23 Aug. 14006「4×4」
23 Aug. 06 -4×4砂漠-
ニライカナイコロニーの西には、広大なプラスチックの砂漠が広がっている。
久しぶりに発掘調査隊が砂漠に潜る。
今回の調査員は五人。彼らは、人間がコロニーの外で活動するための防寒着を纏っていた。フルフェイスで気密性と防寒性がとても高い、宇宙服のような装備。
胸には青葉のマーク。プロジェクトのメンバーの証だ。
ボクはその調査隊と一緒にキャタピラ車に乗っていた。
メンテナーには発掘調査隊の案内役という仕事もある。防寒なんて無関係のボクは、ゴーグルに上着、ブーツといったいつもの格好。
「なぜ、ここが『4×4砂漠』と呼ばれているか知ってるか?」
隊長が隊員たちに聞く。が、すぐに答えは出ない。隊長は、勉強不足だなと呆れ顔で答えを言う。
「この砂漠は北緯24度から28度、東経124度から128度に渡って広がっている。緯度で四度、経度で四度だから『4×4』なんだ」
隊員から「勉強になります」「さすがです」という声が上がる。もっと勉強するようにと笑う隊長。
今回の調査隊は、そういう関係性なんだなと一発で分かった。
キャタピラ車が目的地に到着。
ここまでくれば、砂の深さは四十センチほどしかない。
ヘリで飛べばもっと早く着くんだけど、嵐に巻き込まれると危険なので半日掛けて地面を移動している。
ボクはブーツのスイッチを入れて一番に降りる。続いて調査隊の面々が降りてくる。
「マイプラ濃度は問題ないな、準備を始めよう」
隊長の指示で隊員たちが砂を掘ると、やがて氷の層が見えてきた。かつては海と呼ばれていた氷床だ。
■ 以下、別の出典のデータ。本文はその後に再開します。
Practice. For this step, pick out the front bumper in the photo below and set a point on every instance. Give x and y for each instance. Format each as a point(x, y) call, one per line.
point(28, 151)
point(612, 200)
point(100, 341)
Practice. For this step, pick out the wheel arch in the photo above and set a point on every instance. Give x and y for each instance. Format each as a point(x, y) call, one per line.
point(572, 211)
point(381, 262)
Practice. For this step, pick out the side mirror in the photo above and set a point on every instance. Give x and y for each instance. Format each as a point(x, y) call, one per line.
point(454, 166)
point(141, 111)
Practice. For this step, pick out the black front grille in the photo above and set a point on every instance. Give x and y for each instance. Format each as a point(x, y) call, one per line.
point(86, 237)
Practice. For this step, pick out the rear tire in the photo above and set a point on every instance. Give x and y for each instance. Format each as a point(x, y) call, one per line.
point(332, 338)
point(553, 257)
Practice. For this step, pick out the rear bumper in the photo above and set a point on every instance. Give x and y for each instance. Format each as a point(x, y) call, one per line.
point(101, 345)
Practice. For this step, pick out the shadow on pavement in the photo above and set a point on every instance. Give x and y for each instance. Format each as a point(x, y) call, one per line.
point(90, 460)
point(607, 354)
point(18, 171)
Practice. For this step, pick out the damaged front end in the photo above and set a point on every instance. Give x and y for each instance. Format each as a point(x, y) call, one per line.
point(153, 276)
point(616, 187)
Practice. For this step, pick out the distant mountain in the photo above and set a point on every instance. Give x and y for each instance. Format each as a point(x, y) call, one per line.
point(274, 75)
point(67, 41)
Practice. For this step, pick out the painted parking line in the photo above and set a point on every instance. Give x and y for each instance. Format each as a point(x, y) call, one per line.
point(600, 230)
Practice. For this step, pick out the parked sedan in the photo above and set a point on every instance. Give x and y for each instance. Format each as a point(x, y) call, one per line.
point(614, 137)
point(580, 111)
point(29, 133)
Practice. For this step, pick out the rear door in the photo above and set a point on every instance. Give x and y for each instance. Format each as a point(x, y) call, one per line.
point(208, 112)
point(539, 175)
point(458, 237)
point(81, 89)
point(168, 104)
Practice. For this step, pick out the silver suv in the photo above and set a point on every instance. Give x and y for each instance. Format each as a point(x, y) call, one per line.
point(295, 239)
夜が明けなくなって一万年。地球の気温はどんどん下がり、全ての海が凍ってしまった。
全球凍結
雪球地球
スノーボールアース
空気中の水蒸気もほとんどが凍ってしまい、雨も雪も降らず、雲すらなくなってしまった地球。
乾燥した冷気に、風化して細かくなったプラスチックが混ざった空気。コロニー外の環境は、生命活動がほぼ不可能な死の世界となった。
調査隊は簡易なシールドマシンを組み立てる。マシンは氷床を砕きながら斜め下に掘り進んでいく。
人が立って通れるギリギリの大きさの穴が出来て、ボクは調査隊についていく。
「やはり表層付近は、プラスチックばかりですね」
隊員は氷の壁にセンサーを当てながら、もともとは海だった場所を観察する。
人工の氷の洞窟を数メートルほど下っていくと、氷が青みを帯びてくる。純粋な氷の結晶は波長の短い光を吸収し、青い光を反射するからだ。
泉の青とは違った神秘的な青さ。
「これが見たかったんだ」
隊長が呟き、隊員たちが頷く。
アンドロイドに発掘を任せず、危険を冒してまで人間が調査に来ているのは、こんな光景を目の当たりにしたいからだろう。
歩いて数時間。数百メートルは降りてきただろうか。
「隊長、こちらを!」
隊員の一人が壁に当てたセンサーを見て叫ぶ。
その方向の氷の中に小さな黒い影。
「あれは何だ?」
「くちばし……鳥っぽいですね」
発掘の目的の一つに絶滅した種の捜索がある。氷床に閉じ込められた生物を発掘するのだ。
隊員が影の方向へ氷の壁を掘っていく。ボクは落ちた破片を片付けるのを手伝う。
影に到達すると、工具で周囲を丁寧に削る。
取り出されたのは、凍った小鳥。
「ひばりの仲間でしょうか」
「鳥とは珍しい」
化石と違って、遺伝子が冷凍保存されていれば、絶滅種を再生できる可能性がある。この発見は十分な成果だ。
今回の発掘の様子は、映像がまとめられてスペシャル番組として放送される。
帰還するキャタピラ車の中で、調査隊は盛り上がる。
でも、今回ボクはほとんど役に立てなかった。
ちょっとだけ悲しい気持ちで車に揺られていた。